We also have similar issues. It'd be great to hear any cool solutions :-)
On Thu, 24 Mar 2016 at 12:47 Keith Lehman <kleh...@intercapenergy.com>
wrote:
> Thanks Sebastian.
>
> This is basically what we are doing too. The hard/time consuming part is
> determining what attributes of each sckikit-learn object need to be saved
> and how best to extract them.
>
> - Keith
>
> -----Original Message-----
> From: Sebastian Raschka [mailto:se.rasc...@gmail.com]
> Sent: Wednesday, March 23, 2016 4:05 PM
> To: scikit-learn-general@lists.sourceforge.net
> Subject: Re: [Scikit-learn-general] Scikit-learn standards for
> serializing/saving objects
>
> I also had some issues with Pickle in the past and have to admit that I
> actually don't trust pickle files ;). Maybe, I am too paranoid, but I am
> always afraid of corrupting or losing the data.

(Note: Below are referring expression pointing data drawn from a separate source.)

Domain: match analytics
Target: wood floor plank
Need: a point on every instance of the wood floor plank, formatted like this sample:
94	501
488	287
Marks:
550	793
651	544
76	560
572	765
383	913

> Probably not the most elegant solution, but I typically store estimator
> settings and model parameters as JSON files (since they are human readable
> in the worst case scenario having "reproducible research" in mind ;)).
>
>
> For example:
>
>
> # Model fitting and saving params to JSON
>
> from sklearn.linear_model import LinearRegression from sklearn.datasets
> import load_diabetes
>
> diabetes = load_diabetes()
> X, y = diabetes.data, diabetes.target
> regr = LinearRegression()
> regr.fit(X, y)
>
> import json
>
> with open('./params.json', 'w', encoding='utf-8') as outfile:
> json.dump(regr.get_params(), outfile)
>
> with open('./weights.json', 'w', encoding='utf-8') as outfile:
> json.dump(regr.coef_.tolist(), outfile, separators=(',', ':'),
> sort_keys=True, indent=4)
>
> with open('./intercept.json', 'w', encoding='utf-8') as outfile:
> json.dump(regr.intercept_, outfile)
>
>
> # In a new session: load the params from the JSON files
>
>
> import json
> import codecs
> from sklearn.linear_model import LinearRegression from sklearn.datasets
> import load_diabetes import numpy as np
>
> diabetes = load_diabetes()
> X, y = diabetes.data, diabetes.target
>
> obj_text = codecs.open('./params.json', 'r', encoding='utf-8').read()
> params = json.loads(obj_text)
>
> obj_text = codecs.open('./weights.json', 'r', encoding='utf-8').read()
> weights = json.loads(obj_text)
>
> obj_text = codecs.open('./intercept.json', 'r', encoding='utf-8').read()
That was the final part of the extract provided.